Abstract: Factors Associated with Youth Remaining in Foster Care As Young Adults (Society for Social Work and Research 21st Annual Conference - Ensure Healthy Development for all Youth)

Factors Associated with Youth Remaining in Foster Care As Young Adults

Schedule:
Friday, January 13, 2017: 5:15 PM
La Galeries 4 (New Orleans Marriott)
* noted as presenting author
Nathanael Okpych, MSW, Doctoral Student, University of Chicago, Chicago, IL
Mark E. Courtney, PhD, Professor, University of Chicago, Chicago, IL
Background and Purpose:  Very little is known about the factors contributing to whether or not youth remain in care past age 18 in the 22 states that have taken up the Fostering Connections Act option of providing extended care.  Prior research has found some characteristics of youth to be associated with their presence in care after reaching the age of majority (e.g., stability of the care experience; satisfaction with the care experience; desire for independence from the system), but regional variation in rates of exit from care suggests that system-level factors play a larger role (McCoy, McMillen, and Spitznagel, 2008; Peters, 2012).  Information on the characteristics of youth who remain in care as young adults is needed to help inform states’ efforts to provide appropriate care and supervision of young adults and to help identify subgroups that may be excluded from extended care.  This study uses youth’s characteristics and between-county variation in the rate youth remain in care into adulthood to predict youth’s likelihood of remaining in care past age 18.  

Methods: Characteristics and experiences of study youth were obtained from the CalYOUTH Baseline Youth Survey for the 611 youth (84% of baseline sample) who were interviewed at follow-up, when they were all at least 19 years old.

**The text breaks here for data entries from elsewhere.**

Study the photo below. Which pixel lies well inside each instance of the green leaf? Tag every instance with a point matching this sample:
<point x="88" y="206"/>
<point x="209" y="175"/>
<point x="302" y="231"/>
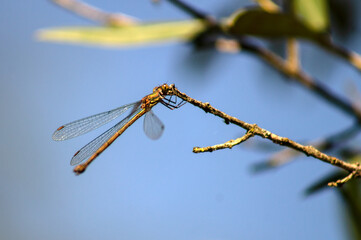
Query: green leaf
<point x="260" y="23"/>
<point x="124" y="36"/>
<point x="313" y="13"/>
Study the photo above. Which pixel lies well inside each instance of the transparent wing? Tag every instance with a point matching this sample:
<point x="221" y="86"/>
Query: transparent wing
<point x="87" y="124"/>
<point x="153" y="126"/>
<point x="89" y="149"/>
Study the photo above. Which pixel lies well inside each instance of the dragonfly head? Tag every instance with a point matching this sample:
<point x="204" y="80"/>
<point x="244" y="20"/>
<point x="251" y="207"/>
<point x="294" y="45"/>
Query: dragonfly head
<point x="162" y="90"/>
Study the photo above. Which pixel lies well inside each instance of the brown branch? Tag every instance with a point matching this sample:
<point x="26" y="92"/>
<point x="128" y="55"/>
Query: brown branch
<point x="283" y="141"/>
<point x="94" y="14"/>
<point x="301" y="77"/>
<point x="229" y="144"/>
<point x="352" y="57"/>
<point x="330" y="142"/>
<point x="192" y="11"/>
<point x="344" y="180"/>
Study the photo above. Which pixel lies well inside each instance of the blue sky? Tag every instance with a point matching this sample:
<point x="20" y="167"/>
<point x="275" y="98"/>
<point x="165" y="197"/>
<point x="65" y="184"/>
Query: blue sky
<point x="145" y="189"/>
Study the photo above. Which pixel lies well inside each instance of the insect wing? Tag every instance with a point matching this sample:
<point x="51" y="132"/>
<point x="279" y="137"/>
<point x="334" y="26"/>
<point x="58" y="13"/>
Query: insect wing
<point x="152" y="126"/>
<point x="89" y="149"/>
<point x="90" y="123"/>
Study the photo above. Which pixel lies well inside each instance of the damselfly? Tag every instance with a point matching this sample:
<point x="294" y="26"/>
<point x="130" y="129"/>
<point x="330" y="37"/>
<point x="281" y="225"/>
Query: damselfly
<point x="152" y="126"/>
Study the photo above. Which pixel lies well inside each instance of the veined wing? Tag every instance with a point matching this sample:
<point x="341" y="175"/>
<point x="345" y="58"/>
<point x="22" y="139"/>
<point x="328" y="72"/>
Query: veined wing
<point x="88" y="150"/>
<point x="88" y="124"/>
<point x="152" y="126"/>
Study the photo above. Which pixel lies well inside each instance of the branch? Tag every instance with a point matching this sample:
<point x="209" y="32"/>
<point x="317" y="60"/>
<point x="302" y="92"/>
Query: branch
<point x="94" y="14"/>
<point x="283" y="141"/>
<point x="229" y="144"/>
<point x="330" y="142"/>
<point x="289" y="71"/>
<point x="344" y="180"/>
<point x="352" y="57"/>
<point x="192" y="11"/>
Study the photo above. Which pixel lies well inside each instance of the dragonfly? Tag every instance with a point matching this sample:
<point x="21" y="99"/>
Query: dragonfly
<point x="152" y="126"/>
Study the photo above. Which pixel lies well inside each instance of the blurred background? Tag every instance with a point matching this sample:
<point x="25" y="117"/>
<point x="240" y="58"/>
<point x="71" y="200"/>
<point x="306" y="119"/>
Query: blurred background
<point x="144" y="189"/>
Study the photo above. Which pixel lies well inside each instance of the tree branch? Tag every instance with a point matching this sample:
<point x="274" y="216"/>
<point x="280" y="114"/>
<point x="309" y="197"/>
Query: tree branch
<point x="229" y="144"/>
<point x="283" y="141"/>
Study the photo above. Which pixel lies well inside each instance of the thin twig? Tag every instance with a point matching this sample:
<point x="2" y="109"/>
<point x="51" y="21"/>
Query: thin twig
<point x="229" y="144"/>
<point x="344" y="180"/>
<point x="301" y="77"/>
<point x="293" y="55"/>
<point x="352" y="57"/>
<point x="286" y="155"/>
<point x="283" y="141"/>
<point x="94" y="14"/>
<point x="192" y="11"/>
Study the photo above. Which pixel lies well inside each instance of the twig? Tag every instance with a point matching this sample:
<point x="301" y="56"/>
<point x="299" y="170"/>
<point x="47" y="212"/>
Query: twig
<point x="301" y="77"/>
<point x="293" y="55"/>
<point x="344" y="180"/>
<point x="352" y="57"/>
<point x="192" y="11"/>
<point x="283" y="141"/>
<point x="94" y="14"/>
<point x="229" y="144"/>
<point x="286" y="155"/>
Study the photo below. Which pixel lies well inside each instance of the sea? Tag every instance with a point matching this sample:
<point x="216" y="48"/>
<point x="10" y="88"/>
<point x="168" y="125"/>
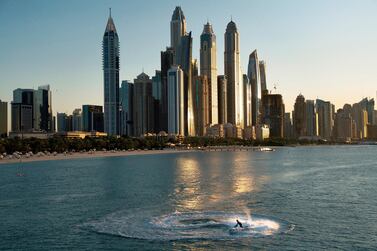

At the follow-up interview, 478 youth (78%) were living in care while 134 (22%) were no longer in care.  Binary logistic regression models explored individual and system-level factors associated with youth remaining in care.  Potential individual-level predictors of care status at age 19 included: demographic characteristics; elements of the care experience; educational attainment and aspirations; being a parent; having a romantic partner; mental health and substance use disorders; perceived social support, and juvenile justice system involvement. Recognizing the county-administered nature of California’s foster care system, county-level measures of 1) urbanicity and 2) the overall percentage of transition-age youth remaining in care to 19.5 years of age years were included in the logit models. 

Results: Few individual-level factors were associated with remaining in care: Hispanic ethnicity (OR≈1.6) and being born outside of the US (OR≈4.9) increased the estimated odds of remaining in care while a one standard deviation increase in a scale capturing dissatisfaction with care decreased the estimated odds (OR≈.8). The strongest predictor of remaining in care was the percentage of youth that remained in care in the youth’s host county; a youth’s estimated odds of remaining in care increased by a factor of 1.5 for every ten percentage point increase in the overall county-level rate of remaining in care to age 19.5. 

Conclusions: Most youth approaching adulthood in care in California remain there well after their 18th birthday, and those who leave care do not differ significantly from those who stay in terms of known risk and protective factors associated with later outcomes. Thus, jurisdictions providing extended care need to develop services appropriate for a very heterogeneous population (Courtney, Hook, & Lee, 2012).  Future research should explore the underlying reasons for regional variation in the provision of extended foster care.